Based on recent sales trends, the Company now anticipates that fiscal 2011 consolidated revenues will increase approximately one percent from fiscal 2010, which assumes estimated same store sales declines of two to three percent at both concepts for the remainder of the year. The Company also expects to experience incrementally higher labor costs and, as a result, anticipates that restaurant operating income will decline approximately 120 basis points compared to fiscal 2010.
Overall, the Company now expects consolidated diluted earnings per share to range from $1.60 to $1.70 for fiscal 2011.

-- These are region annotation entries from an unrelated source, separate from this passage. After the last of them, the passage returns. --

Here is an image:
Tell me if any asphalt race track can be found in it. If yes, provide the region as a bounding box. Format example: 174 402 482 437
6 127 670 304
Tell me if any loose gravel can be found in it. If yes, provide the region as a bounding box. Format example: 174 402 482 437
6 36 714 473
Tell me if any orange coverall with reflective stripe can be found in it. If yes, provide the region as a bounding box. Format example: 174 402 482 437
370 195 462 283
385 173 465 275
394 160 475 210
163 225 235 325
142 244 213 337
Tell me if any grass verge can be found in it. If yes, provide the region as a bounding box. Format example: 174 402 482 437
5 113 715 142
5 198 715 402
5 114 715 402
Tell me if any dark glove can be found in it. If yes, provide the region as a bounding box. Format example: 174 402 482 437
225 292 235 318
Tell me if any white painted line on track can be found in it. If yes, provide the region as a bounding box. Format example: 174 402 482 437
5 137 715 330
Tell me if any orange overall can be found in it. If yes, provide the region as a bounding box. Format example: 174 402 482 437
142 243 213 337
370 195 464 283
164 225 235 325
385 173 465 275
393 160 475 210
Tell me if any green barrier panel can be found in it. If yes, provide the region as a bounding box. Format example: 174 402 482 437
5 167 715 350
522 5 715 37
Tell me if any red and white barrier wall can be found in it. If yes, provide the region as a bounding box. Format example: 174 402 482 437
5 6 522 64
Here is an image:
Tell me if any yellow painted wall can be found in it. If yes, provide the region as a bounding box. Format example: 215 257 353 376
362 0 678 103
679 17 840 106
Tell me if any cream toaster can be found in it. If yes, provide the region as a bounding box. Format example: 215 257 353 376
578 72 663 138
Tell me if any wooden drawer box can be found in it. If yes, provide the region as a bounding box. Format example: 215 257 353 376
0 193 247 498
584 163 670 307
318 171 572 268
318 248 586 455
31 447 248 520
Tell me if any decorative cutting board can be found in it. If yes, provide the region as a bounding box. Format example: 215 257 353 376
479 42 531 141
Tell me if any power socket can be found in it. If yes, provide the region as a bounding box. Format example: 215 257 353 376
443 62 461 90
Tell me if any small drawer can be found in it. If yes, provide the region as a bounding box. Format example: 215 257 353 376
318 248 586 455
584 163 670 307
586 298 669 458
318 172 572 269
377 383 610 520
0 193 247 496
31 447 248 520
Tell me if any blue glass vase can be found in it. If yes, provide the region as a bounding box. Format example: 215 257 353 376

The Company expects to open two new Bistro restaurants during the second half of fiscal 2011. All five of the Pei Wei restaurants expected to open during fiscal 2011 are open. In addition, the Company expects its international partners to collectively open nine to ten Bistro restaurants in international markets during fiscal 2011, three of which were open as of the end of the second quarter.
The Company also expects to open its first two Pei Wei Asian Diner airport locations late this year through a licensing agreement with HMS Host.
Beginning with the second quarter of fiscal 2011, the Company’s Board of Directors approved a quarterly fixed cash dividend which is currently set at $0.25 per share. In prior quarters, cash dividends were variable and calculated based on 45% of the Company’s quarterly net income. The next quarterly dividend is payable on August 22, 2011 to shareholders of record at the close of business on August 8, 2011.
P.F. Chang’s China Bistro, Inc. owns and operates two restaurant concepts in the Asian niche. P.F. Chang’s China Bistro features a blend of high-quality, Chinese-inspired cuisine and American hospitality in a sophisticated, contemporary bistro setting. Pei Wei Asian Diner offers a modest menu of freshly prepared pan-Asian cuisine in a relaxed, warm environment offering attentive counter service and take-out flexibility. In addition, the Company has extended the P.F. Chang’s brand to international markets and retail products, both of which are operated under licensing agreements.